A learn fast mindset and the principles that underpin it can support anything — whether it’s a question, idea, product or an action.
So what is a learn fast mindset?
A learn fast mindset is where you share your progress, early, often and without fear of failure. It’s primarily a feedback mechanism so you can get answers to key questions like, what works, what doesn’t work, and more importantly, why?
You’ve probably heard the phrase or methodology behind fail fast. The methodology is right but the phrase places too much emphasis on failure, and doesn’t recognise the weight of negativity that comes with it. It doesn’t reflect how the terms ‘fail and failure’ can be crippling to your success, and should instead be replaced with terms like learn and learning.

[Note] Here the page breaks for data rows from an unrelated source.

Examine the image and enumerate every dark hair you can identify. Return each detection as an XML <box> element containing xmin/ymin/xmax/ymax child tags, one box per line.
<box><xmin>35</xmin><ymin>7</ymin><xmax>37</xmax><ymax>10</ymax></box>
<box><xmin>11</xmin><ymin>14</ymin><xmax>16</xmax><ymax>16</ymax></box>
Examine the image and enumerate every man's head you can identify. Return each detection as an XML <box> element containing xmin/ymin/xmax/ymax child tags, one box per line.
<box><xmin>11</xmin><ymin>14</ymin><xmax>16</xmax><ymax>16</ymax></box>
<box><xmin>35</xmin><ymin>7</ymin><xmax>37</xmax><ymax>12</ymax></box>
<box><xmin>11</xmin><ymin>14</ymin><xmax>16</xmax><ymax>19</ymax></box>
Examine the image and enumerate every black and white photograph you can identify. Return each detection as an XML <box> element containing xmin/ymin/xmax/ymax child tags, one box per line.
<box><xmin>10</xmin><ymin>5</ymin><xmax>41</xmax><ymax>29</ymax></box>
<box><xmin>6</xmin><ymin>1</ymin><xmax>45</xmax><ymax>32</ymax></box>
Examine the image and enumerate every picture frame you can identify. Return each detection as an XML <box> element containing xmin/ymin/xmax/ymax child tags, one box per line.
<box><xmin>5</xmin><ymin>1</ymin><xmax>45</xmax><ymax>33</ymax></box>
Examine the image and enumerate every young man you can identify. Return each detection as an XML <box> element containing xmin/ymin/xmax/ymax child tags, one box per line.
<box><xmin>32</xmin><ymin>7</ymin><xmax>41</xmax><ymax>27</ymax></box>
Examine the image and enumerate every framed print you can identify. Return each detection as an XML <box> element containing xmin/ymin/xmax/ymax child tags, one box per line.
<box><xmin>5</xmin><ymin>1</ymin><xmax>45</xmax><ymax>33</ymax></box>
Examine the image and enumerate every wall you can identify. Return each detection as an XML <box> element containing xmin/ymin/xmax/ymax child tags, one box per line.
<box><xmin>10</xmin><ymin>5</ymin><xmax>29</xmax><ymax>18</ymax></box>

A learn fast mindset is done in the knowledge that the thing you’re working on, is incomplete or imperfect. You are simply putting a stake in the sand knowing that it will need to be moved or improved .
A learn fast mindset means you can quickly iterate, and those iterations become embedded into a process that ensures your success.

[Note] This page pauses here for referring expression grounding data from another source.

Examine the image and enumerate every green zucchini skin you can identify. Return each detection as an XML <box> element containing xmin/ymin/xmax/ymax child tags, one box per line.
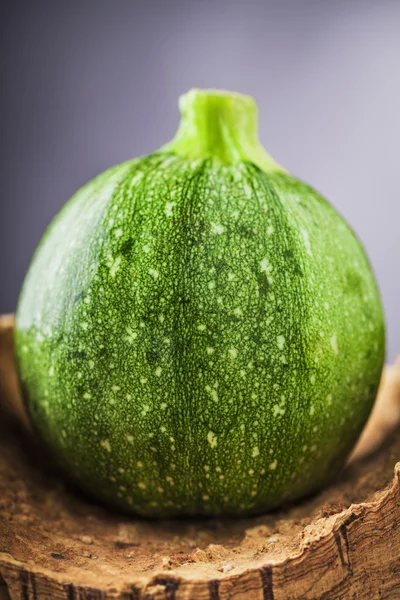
<box><xmin>15</xmin><ymin>152</ymin><xmax>385</xmax><ymax>517</ymax></box>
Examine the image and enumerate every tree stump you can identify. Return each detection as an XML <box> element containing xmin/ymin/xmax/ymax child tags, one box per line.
<box><xmin>0</xmin><ymin>315</ymin><xmax>400</xmax><ymax>599</ymax></box>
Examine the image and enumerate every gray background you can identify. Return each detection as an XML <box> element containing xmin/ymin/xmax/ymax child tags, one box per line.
<box><xmin>1</xmin><ymin>0</ymin><xmax>399</xmax><ymax>359</ymax></box>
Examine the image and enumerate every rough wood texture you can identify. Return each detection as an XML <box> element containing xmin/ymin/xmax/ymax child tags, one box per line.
<box><xmin>1</xmin><ymin>315</ymin><xmax>400</xmax><ymax>599</ymax></box>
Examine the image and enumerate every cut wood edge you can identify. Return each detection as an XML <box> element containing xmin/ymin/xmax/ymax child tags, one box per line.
<box><xmin>1</xmin><ymin>465</ymin><xmax>400</xmax><ymax>599</ymax></box>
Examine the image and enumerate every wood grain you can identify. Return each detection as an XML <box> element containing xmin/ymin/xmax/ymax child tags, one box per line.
<box><xmin>1</xmin><ymin>315</ymin><xmax>400</xmax><ymax>599</ymax></box>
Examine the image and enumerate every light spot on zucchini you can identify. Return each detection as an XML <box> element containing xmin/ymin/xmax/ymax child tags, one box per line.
<box><xmin>331</xmin><ymin>334</ymin><xmax>339</xmax><ymax>354</ymax></box>
<box><xmin>110</xmin><ymin>256</ymin><xmax>121</xmax><ymax>278</ymax></box>
<box><xmin>165</xmin><ymin>202</ymin><xmax>176</xmax><ymax>217</ymax></box>
<box><xmin>211</xmin><ymin>222</ymin><xmax>225</xmax><ymax>235</ymax></box>
<box><xmin>277</xmin><ymin>335</ymin><xmax>285</xmax><ymax>350</ymax></box>
<box><xmin>207</xmin><ymin>431</ymin><xmax>217</xmax><ymax>448</ymax></box>
<box><xmin>100</xmin><ymin>440</ymin><xmax>111</xmax><ymax>452</ymax></box>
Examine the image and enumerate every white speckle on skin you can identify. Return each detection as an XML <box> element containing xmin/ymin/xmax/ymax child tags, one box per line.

But why is this important?
“Perfection is the enemy of progress”
If you haven’t already heard the phrase, make it a part of your everyday language. Far too often we are worried about how people will perceive our work, or that whatever we create doesn’t meet our standards — usually because we’re our own worst critic. This creates a situation where we analyze EVERYTHING. This in turn, can create paralysis, or, more correctly, paralysis by over analysis. You basically stop progressing because you’re trying to make it perfect. You commit a lot of time and energy to it and can become emotionally attached to it. But because you aren’t socialising or putting it forward you limit the opportunities for feedback and buy in, and more importantly, the opportunities for continuous improvement.
This is not good process.
So what does learn fast actually look like and how do you do it?
If it’s a product, or tangible ‘thing’ you’re creating for someone else then you need to present it to them, or someone that represents their interests, at the earliest possible opportunity. You need to remember at that stage, it’s simply a draft, and the reason you’re doing it, is to get feedback as quickly as you can, so you dont waste valuable time and resources on something that won’t match the requirements.
A key principle of this mindset is that people around you know what you’re doing. You’ve already communicated your intentions — this progress you’re presenting is not the finished product. Far from it. You are presenting it, as is, to create opportunities to iterate, so the finished product is robust and brings people along in the development, or journey as it were.
So armed with this knowledge of what a learn fast mindset is, why it is important, and steps to actually doing it, I encourage you to give it a go. Remember, the principle and applications can apply to almost anything — if it’s an idea, test it with someone, if it’s a question, ask it out loud, even if it’s only to yourself, and if it’s a product, present it to your target audience and start learning.